Attributions

A Novel Multimodality MRI Biomarker of Asymptomatic Alzheimer's Disease

Xiong Jiang, PhD Georgetown University

Summary

Alzheimer's disease (AD) is a neurodegenerative disease and the most common cause of dementia. There is a pressing need to find biomarkers that can accurately predict future disease progression and evaluate the effects of disease-modifying agents in asymptomatic patients. Here we propose to develop and validate multimodality magnetic resonance imaging (MRI) techniques that can help to detect and quantify asymptomatic AD progression. The techniques proposed could lead to the development of novel and highly reliable biomarkers of AD to guide future prevention, diagnoses and therapies, especially in asymptomatic patients when behavioral testing cannot be used for diagnosis and to verify therapeutic effects.

Project Details

Alzheimer's disease (AD) is a neurodegenerative disease and the most common cause of dementia. With no known cures or disease-modifying therapies, there is a pressing need to find biomarkers that can accurately assess and predict disease progression in asymptomatic patients. However, despite recent efforts and significant progress in research, finding such a biomarker remains a major challenge. Given that AD is hypothesized to lead to changes in neuronal function long before detectable behavioral impairments and/or brain structure changes, functional magnetic resonance imaging (fMRI), with its ability to image brain function, has the potential to be a critical tool in the early detection of AD and a non-invasive technique that can be used in the evaluation of treatments. Functional MRI is a functional brain imaging technique that uses blood oxygen level dependent (BOLD) signal as an indirect measure of neural activity, and has been widely used to relate cognitive performance to brain activations.

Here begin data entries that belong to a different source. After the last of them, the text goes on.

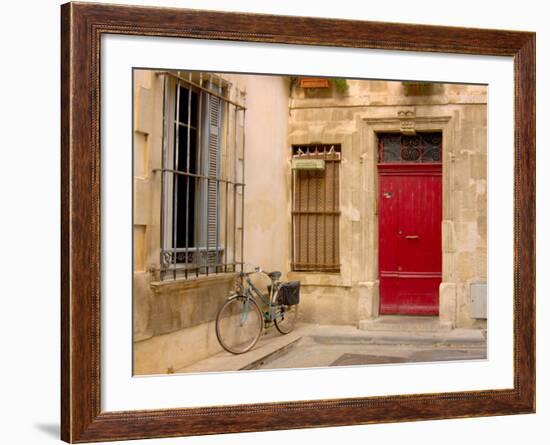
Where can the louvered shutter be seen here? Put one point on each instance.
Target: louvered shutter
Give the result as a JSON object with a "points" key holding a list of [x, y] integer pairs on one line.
{"points": [[209, 214]]}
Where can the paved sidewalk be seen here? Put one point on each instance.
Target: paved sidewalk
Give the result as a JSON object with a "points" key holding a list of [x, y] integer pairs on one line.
{"points": [[322, 346]]}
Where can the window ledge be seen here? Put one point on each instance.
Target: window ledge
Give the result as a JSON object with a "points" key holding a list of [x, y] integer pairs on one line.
{"points": [[190, 283], [331, 279]]}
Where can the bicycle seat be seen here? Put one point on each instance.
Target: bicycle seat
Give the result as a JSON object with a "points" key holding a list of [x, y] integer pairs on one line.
{"points": [[275, 275]]}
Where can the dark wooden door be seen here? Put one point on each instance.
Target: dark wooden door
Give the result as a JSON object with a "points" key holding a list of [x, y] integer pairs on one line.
{"points": [[409, 238]]}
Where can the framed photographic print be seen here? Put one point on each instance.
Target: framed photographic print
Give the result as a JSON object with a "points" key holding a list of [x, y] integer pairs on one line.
{"points": [[278, 222]]}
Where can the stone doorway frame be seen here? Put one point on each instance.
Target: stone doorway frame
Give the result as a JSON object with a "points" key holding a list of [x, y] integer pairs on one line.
{"points": [[404, 120]]}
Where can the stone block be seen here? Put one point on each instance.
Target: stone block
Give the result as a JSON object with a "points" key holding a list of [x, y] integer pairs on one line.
{"points": [[447, 236], [143, 110], [447, 303], [140, 247], [141, 155], [141, 306], [142, 201], [368, 300]]}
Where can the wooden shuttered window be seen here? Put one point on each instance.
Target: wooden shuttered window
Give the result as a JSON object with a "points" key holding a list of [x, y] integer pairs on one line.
{"points": [[210, 213], [316, 208]]}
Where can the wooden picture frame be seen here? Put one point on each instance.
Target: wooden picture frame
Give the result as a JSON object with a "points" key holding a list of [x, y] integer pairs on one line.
{"points": [[82, 26]]}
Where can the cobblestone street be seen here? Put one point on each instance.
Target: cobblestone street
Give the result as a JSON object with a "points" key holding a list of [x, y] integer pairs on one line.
{"points": [[322, 346]]}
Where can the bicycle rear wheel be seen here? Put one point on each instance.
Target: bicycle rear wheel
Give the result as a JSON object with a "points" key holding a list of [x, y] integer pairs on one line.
{"points": [[239, 324]]}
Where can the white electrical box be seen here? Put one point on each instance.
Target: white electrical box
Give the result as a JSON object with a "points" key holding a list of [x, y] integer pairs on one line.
{"points": [[478, 300]]}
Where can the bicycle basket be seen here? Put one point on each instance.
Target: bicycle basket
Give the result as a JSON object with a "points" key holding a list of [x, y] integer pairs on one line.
{"points": [[289, 293]]}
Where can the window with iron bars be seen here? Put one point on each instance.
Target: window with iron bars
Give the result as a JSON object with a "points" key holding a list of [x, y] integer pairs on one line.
{"points": [[202, 177], [316, 208]]}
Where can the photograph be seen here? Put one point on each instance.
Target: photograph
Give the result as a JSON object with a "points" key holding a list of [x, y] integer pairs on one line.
{"points": [[287, 222]]}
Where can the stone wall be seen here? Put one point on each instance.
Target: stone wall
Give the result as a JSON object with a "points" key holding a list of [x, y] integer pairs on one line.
{"points": [[174, 319], [352, 119]]}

However, traditional fMRI studies of AD, focusing on amplitude, have produced some conflicting results: while some have observed decreased hippocampal activity in individuals with AD or at risk, others have observed comparable or even enhanced neural activity in hippocampus or other brain regions. These apparent contradictions might reflect the technical limitations of conventional fMRI techniques. Furthermore, most fMRI techniques focus on detecting changes within regions of gray matter, which mainly consist of neuronal cell bodies and branching dendrites. Thus some aspects of early AD pathological changes might be difficult to assess with these fMRI techniques, including disrupted functional connectivity between brain regions and impaired integrity within white matter, which mainly relate to nerve fibers. Therefore, integrating this fMRI technique with other MRI modalities – especially resting state fMRI connectivity and diffusion tensor imaging (DTI) – is expected to lead to an increase in sensitivity and accuracy in assessing AD progression.

To test this hypothesis, we propose to conduct a cross-sectional study using a combination of advanced fMRI techniques with other MRI techniques, with an ultimate goal of developing and validating a multimodal MRI biomarker of asymptomatic AD that is highly sensitive to early AD pathological changes and can accurately detect and assess AD progression. First the relationship between AD progression and MRI data for each individual MRI modality will be examined separately, then we will develop and evaluate multimodal MRI biomarkers of AD using powerful machine learning algorithms on multimodal MRI data to assess current disease status.